Right now, I dont know where a good place to live would be - in fact when things are bad, as they have been, then very often to only thing to do is nothing and stay put, until the storm passes. That said, maybe you could try a 6 month trial in Spain and see how it goes???? You may hit lucky with work, but if you dont you could go back to Poland with experience, ready for next time when things are better???

Interestingly, I've heard that Poland (apart from the weather) is "up and coming". My nephew is about to marry a girl from Poland and they're planning to live there(altho his ability to master the language is shameful lol), He's hoping to get work fairly quickly when they get there???!!! 

Strange world isnt it, everyone swapping countries in search for their paradise

Jo xxx


----------



## pmrozik (Dec 9, 2009)

Yikes! On the brink of bankruptcy? Sounds bad. But then again it's the hub of the IT industry in Europe, and I'm kind of a geek 

It looks like there is no good place to be I suppose. But still, some places are better than others.

Poland is up and coming, it certainly is, but I'd like to live in a place that's already up there  I think that once the storm passes, it'll be one of the first to boom once again.
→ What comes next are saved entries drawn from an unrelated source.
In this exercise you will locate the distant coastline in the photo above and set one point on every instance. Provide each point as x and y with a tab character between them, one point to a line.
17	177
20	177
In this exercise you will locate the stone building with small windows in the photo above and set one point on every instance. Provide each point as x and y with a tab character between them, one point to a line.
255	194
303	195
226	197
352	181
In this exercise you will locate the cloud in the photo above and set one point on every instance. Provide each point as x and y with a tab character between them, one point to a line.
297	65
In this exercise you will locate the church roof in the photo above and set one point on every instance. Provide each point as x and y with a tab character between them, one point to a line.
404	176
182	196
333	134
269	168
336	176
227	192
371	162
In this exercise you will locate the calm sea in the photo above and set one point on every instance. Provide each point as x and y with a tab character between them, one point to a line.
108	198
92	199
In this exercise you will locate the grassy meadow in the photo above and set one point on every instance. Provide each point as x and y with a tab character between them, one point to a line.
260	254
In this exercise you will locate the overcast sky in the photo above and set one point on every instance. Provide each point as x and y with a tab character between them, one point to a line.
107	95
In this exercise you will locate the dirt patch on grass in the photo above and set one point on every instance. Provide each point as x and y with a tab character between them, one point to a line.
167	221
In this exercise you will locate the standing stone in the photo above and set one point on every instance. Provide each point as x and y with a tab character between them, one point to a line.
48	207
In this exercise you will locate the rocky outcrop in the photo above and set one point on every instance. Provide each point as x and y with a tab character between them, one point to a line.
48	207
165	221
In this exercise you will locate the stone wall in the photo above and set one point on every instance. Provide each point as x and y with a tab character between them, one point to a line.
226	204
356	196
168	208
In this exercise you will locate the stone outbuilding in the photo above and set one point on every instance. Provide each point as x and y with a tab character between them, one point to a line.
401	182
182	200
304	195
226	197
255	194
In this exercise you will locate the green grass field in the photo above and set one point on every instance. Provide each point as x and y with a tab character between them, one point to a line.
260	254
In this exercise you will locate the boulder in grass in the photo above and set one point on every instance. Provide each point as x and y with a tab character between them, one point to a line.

I could probably move to a small town here, but Warsaw I'm done with. I think I may be getting old as the commotion of big cities tires me. 

So for a change of mood, perhaps you could share all the lovely things Spain has to offer from your point of view jojo.

Thanks.

Pawel




jojo said:


> IRELAND ???? AAAAGGGGGHHH!!! Thats not a very good place right now either. Its on the brink of bankruptsy!
> 
> Spain is a lovely place to live and bring children up, but its not easy to get work. My husband works in the UK and commutes while I kive here with the children.
> 
> ...


----------



## jojo (Sep 20, 2007)

pmrozik said:


> Yikes! On the brink of bankruptcy? Sounds bad. But then again it's the hub of the IT industry in Europe, and I'm kind of a geek
> 
> It looks like there is no good place to be I suppose. But still, some places are better than others.
> 
> ...



Apparently alot of the IT moved out of Ireland when it changed to the Euro, that and the recession have taken their toll on poor old Ireland and it is suffering. I dont know all the details, but on the UK news the other night they were saying that Ireland was about to reduce everyones wages by 10% and schools were being closed to try and save money. I've heard its very expensive there too. However, if you're keen, dont take my word for it, have a proper look, cos I'm really not an expert on the Irish economy - I just listen to bits and pieces!!!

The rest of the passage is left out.